The riders wore bandanas tied across their faces!
They had guns pointed at the cab!
"Throw down your guns!" the nearest rider said. "All passengers out! And don't try nothin' funny! We got the drop on you!" A stagecoach holdup! I knew! I had seen them in the films. The next order would be to throw down the Wells Fargo box! And I had no gun handy!
Gingerly, I moved out of the cab, holding my hands high.
The nearest rider stepped out of his saddle. He walked up to me. He gave me a push back. He reached into the cab and picked up the flight bag full of money!
He glanced into it.
He backed out and threw it to another rider. Then he turned to me. He reached into my pockets and got my wallet. He took it. He reached into another pocket and started to pull out my diplomatic passport. It was stuck crosswise.
"I will give it to you," I said.

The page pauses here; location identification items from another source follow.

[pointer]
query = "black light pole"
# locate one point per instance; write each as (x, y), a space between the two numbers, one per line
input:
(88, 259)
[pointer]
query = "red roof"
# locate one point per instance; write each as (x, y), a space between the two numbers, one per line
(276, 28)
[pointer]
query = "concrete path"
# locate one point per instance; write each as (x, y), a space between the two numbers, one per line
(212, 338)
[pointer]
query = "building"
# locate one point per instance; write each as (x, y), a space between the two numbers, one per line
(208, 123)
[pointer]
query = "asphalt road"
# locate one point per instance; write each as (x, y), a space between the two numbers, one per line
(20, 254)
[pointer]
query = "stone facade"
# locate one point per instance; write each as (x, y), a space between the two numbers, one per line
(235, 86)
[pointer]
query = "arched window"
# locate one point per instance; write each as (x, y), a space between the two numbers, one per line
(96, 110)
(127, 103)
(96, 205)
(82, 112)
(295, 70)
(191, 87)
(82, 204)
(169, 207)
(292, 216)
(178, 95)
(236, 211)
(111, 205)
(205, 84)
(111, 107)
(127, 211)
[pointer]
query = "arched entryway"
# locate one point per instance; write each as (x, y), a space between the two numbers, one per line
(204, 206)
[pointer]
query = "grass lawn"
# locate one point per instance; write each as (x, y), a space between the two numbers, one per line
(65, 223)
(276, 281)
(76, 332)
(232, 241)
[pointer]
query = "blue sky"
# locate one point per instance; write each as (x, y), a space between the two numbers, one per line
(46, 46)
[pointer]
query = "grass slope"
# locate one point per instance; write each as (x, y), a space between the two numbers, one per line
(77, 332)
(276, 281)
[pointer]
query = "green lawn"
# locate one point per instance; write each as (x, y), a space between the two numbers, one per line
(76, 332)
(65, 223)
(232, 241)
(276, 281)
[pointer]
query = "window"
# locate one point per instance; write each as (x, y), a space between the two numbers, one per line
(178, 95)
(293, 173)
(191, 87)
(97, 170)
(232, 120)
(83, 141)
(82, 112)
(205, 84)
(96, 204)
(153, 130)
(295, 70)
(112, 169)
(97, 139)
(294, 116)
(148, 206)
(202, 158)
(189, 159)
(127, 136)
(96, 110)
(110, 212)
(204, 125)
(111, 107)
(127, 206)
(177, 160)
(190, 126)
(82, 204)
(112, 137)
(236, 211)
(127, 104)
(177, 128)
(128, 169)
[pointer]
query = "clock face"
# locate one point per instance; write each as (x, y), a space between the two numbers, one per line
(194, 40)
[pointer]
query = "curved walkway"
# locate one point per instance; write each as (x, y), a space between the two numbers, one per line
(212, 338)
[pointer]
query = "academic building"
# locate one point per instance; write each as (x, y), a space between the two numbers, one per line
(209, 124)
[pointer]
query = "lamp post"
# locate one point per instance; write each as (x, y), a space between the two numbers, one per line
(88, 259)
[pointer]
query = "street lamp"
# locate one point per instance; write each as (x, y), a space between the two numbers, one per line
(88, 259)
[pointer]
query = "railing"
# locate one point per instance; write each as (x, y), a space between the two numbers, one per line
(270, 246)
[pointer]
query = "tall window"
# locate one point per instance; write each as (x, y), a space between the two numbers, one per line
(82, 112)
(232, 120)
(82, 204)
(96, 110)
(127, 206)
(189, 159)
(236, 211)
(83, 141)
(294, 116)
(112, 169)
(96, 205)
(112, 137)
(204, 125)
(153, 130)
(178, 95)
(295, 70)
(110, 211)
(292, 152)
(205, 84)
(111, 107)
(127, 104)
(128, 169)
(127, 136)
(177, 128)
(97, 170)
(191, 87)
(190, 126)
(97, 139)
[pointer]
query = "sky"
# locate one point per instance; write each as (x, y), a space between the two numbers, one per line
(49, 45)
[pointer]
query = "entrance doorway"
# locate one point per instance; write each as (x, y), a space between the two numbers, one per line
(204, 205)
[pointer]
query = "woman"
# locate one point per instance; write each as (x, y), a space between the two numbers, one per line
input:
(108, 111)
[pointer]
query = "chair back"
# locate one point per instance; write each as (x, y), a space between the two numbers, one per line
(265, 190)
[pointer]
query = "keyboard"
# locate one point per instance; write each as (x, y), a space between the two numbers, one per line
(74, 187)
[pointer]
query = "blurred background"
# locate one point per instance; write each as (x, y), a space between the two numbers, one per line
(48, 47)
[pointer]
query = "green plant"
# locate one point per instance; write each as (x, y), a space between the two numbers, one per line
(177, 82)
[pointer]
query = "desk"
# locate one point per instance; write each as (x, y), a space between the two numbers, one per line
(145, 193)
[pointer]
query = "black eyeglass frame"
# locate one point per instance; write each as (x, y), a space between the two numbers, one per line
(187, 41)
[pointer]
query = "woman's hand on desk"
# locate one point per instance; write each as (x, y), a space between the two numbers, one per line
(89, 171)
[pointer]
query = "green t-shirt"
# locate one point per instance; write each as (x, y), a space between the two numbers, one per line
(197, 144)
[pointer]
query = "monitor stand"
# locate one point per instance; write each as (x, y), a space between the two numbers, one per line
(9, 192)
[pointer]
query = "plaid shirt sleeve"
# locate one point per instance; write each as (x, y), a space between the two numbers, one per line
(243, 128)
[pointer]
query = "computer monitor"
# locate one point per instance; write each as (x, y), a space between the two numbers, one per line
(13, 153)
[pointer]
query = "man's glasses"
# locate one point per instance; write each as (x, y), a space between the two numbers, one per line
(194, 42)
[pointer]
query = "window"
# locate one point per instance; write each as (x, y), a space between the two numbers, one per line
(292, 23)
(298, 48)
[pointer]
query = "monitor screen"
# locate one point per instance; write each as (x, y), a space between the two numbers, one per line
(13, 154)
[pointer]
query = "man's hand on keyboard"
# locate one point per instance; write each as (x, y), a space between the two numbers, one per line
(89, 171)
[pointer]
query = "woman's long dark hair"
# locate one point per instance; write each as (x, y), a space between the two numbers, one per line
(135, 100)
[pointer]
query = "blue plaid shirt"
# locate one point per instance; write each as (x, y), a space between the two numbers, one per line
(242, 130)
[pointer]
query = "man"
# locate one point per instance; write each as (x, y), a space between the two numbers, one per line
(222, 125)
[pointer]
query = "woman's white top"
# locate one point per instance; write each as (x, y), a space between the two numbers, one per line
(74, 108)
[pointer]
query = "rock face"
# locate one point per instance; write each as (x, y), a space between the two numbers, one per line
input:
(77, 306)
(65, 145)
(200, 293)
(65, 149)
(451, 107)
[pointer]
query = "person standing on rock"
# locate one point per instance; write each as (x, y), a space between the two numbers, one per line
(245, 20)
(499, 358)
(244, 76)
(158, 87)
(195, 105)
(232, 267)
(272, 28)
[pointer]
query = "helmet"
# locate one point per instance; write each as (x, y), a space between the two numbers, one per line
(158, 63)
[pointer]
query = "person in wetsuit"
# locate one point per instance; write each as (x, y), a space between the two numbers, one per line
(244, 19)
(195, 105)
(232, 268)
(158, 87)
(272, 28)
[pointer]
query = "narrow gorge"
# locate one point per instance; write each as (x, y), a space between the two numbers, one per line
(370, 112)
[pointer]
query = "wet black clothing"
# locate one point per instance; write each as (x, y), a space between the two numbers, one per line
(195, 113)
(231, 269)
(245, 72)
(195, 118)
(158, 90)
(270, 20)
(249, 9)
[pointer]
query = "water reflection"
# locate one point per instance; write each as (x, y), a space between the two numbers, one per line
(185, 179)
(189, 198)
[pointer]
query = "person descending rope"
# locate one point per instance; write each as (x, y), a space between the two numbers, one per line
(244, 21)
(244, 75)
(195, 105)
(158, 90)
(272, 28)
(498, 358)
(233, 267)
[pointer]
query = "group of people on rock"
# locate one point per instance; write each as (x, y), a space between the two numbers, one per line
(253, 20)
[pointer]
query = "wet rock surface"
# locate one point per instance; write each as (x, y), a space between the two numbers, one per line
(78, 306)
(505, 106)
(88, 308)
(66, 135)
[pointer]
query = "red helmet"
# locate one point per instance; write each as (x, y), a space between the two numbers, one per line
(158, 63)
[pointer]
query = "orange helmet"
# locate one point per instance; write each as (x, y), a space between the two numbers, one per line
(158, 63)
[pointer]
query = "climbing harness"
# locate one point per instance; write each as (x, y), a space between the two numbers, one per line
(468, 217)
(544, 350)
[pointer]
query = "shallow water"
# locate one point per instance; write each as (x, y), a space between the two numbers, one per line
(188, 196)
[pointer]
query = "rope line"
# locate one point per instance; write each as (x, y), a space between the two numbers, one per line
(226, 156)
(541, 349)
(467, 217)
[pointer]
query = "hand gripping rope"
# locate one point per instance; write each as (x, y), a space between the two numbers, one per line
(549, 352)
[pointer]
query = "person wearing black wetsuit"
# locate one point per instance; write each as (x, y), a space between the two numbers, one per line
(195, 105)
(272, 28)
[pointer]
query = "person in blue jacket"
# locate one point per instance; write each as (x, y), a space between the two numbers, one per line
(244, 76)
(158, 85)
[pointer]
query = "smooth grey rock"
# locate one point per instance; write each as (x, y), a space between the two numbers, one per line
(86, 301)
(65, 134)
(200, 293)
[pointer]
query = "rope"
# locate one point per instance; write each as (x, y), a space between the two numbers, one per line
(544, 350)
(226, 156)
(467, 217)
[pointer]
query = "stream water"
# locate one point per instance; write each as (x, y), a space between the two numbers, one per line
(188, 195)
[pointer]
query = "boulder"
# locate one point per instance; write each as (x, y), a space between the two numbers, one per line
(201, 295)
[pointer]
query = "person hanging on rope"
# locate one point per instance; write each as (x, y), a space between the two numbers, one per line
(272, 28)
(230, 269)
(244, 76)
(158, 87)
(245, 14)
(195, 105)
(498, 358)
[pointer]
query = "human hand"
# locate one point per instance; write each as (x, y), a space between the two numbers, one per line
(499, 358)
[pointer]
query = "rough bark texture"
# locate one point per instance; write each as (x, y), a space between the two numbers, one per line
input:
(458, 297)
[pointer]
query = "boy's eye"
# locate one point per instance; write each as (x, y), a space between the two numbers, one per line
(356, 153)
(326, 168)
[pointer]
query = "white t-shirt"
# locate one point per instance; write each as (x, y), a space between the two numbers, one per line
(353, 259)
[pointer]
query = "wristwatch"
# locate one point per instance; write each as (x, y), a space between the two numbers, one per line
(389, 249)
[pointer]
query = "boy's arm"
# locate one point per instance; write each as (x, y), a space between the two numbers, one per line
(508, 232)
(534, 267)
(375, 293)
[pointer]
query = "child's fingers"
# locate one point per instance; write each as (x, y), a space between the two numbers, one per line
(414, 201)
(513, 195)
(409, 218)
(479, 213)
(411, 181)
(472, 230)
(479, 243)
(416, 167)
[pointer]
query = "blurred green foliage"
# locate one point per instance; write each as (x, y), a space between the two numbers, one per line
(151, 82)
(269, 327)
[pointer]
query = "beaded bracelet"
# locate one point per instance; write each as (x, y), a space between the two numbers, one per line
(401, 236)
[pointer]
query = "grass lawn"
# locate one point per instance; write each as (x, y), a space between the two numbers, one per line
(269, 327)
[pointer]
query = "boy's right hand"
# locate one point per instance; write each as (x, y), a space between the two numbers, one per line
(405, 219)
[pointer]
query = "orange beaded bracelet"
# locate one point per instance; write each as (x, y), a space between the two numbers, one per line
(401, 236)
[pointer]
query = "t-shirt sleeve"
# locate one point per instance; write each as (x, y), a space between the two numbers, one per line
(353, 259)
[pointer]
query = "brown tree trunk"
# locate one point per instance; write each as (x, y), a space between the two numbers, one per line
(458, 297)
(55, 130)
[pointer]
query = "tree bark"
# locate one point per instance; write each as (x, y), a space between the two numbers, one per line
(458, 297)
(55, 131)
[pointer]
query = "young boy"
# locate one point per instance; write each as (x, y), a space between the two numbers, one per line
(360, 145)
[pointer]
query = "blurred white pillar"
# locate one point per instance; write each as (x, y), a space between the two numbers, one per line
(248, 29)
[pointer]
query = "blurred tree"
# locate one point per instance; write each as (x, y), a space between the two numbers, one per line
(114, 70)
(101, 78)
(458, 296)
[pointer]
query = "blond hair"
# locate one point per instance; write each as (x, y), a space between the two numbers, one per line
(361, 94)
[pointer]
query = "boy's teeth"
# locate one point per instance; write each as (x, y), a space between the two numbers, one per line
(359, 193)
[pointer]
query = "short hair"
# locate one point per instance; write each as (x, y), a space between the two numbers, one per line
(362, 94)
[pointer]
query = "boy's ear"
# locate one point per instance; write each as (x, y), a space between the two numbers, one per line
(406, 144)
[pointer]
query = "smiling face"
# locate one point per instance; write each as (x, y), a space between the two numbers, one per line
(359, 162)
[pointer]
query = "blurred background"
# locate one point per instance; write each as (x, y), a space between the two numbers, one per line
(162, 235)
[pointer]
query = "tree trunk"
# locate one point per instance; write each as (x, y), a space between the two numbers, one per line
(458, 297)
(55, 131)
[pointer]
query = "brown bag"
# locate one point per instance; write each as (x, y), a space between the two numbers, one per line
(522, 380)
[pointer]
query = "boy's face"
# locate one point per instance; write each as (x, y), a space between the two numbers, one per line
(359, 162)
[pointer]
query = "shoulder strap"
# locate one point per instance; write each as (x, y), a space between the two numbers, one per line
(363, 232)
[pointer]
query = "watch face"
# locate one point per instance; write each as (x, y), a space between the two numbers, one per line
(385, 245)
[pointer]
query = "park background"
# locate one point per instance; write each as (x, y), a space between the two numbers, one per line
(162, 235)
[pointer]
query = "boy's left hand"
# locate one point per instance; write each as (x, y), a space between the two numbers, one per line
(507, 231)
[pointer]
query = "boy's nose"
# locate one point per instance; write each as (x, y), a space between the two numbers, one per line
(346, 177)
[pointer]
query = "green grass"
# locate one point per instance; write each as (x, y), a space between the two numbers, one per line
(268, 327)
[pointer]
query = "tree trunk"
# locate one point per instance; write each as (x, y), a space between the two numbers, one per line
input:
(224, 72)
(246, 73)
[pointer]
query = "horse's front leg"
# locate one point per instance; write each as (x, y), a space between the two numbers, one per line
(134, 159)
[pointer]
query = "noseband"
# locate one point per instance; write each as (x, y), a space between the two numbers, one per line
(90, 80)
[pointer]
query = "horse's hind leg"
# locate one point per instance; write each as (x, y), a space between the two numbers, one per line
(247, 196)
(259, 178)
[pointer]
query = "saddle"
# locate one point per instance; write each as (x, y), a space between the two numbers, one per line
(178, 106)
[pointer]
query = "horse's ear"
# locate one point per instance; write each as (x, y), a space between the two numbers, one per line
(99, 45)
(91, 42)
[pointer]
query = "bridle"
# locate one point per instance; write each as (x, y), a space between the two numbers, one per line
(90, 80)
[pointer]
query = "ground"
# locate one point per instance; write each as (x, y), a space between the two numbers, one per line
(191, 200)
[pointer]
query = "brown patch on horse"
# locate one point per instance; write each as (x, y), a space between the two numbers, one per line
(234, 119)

I reached up. But I didn't reach for the passport. I reached for my breast pocket.
Quick as a flash, I pulled out the plastic fork.
I jabbed it into the back of his hand with all my might!
"He's armed!" he screamed.
I dived under the cab.
A gun exploded!
Something hit the cab.
Three bike motors were roaring.
They were gone!
The taxi driver was holding his shoulder. "The dirty (bleepards)!" he said.
Hastily, I dived back into the cab. I unstrapped my grip. I got out the Beretta.
The cab driver stared at it wide-eyed. It was pointed straight at him.
"Get after them!" I gritted. "And quick!"
"I can't drive!" he moaned. "I'm wounded!"
I leaped out and opened his door. I booted him sideways and got under the wheel.
All set to drive, I had no place to go. There was no motor sound anywhere. Only the wind.
"Where are they going?" I grated at the driver.
He crouched on the floor in the empty place they usually put luggage, beside the driver's seat. "I don't know," he moaned. And then he passed out.